Hi
Am 27.07.2011 08:18, schrieb Kay Drangmeister:
there have been quite some performance tuning measures on ptolemy:
(1) number of render processes has been reduced from 8/6 to 4 (2) Kolossos modified expire.rb to render low zoom tiles with low probability (3) indexes have been added to the DB for geometry,hstore and osm-id (4) clustering
Is there a good way that we can monitor the results? Especially (1) should be carefully tracked. I can see no significant changes in IO throughput
This decision has been made to try if offloading the database would result in less render timeouts.
http://munin.toolserver.org/OSM/ptolemy/iostat.html or IO http://munin.toolserver.org/OSM/ptolemy/io_bytes_sd.html and not even in postgres connections http://munin.toolserver.org/OSM/ptolemy/postgres_connections_osm_mapnik.html The load and CPU usage has been decreased a bit. My guess would be that more processes would result in a better CPU utilization (and thus faster overall rendering).
To monitor this we need two figures: (a) average tile rendering time (per process) and (b) tiles rendered per second (by all processes). Can we set up munin to track it?
I don't think tirex allows capturing the tile throughput on a per-process base, I guess it would need to be modified to allow that.
BTW: http://munin.toolserver.org/OSM/ptolemy/tirex_status_queued_requests.html has not been updated for 13 h now, how can that happen?

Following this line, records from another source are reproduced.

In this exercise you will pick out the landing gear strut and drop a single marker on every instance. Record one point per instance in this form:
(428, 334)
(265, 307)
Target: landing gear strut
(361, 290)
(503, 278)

The whole tirex block has disappeared from the statistics. Munin is not listing the plugins anymore:
osm@ptolemy:~$ telnet localhost 4949 Trying ::1... telnet: connect to address ::1: Connection refused Trying 127.0.0.1... Connected to localhost. Escape character is '^]'. # munin node at ptolemy.esi.toolserver.org list apache_accesses apache_processes apache_volume cpu df if_e1000g0 io_busy_sd io_bytes_sd io_ops_sd iostat load mod_tile_fresh mod_tile_response mod_tile_zoom netstat ntp_kernel_err ntp_kernel_pll_freq ntp_kernel_pll_off ntp_offset ntp_states postfix_mailqueue postfix_mailstats postfix_mailvolume postgres_bgwriter postgres_cache_osm_mapnik postgres_checkpoints postgres_connections_db postgres_connections_osm_mapnik postgres_locks_osm_mapnik postgres_querylength_osm_mapnik postgres_scans_osm_mapnik postgres_size_osm_mapnik postgres_transactions_osm_mapnik postgres_tuples_osm_mapnik postgres_users postgres_xlog processes replication_delay2 uptime users
This seems like a munin misconfiguration. Sometimes only munin-node needs to be restarted.
And another question: earlier, two slots have been reserved for prio 1 queue requests (i.e. missing tiles). Is there a reserve available currently? Otherwise one would have to wait in that case.
I just reduced the max. number of render processed by two. The configuration now looks like this:
osm@ptolemy:~$ less tirex/etc/tirex/tirex.conf # Buckets for different priorities. bucket name=missing minprio=1 maxproc=6 maxload=20 bucket name=dirty minprio=2 maxproc=4 maxload=8 bucket name=bulk minprio=10 maxproc=3 maxload=6 bucket name=background minprio=20 maxproc=3 maxload=4
Peter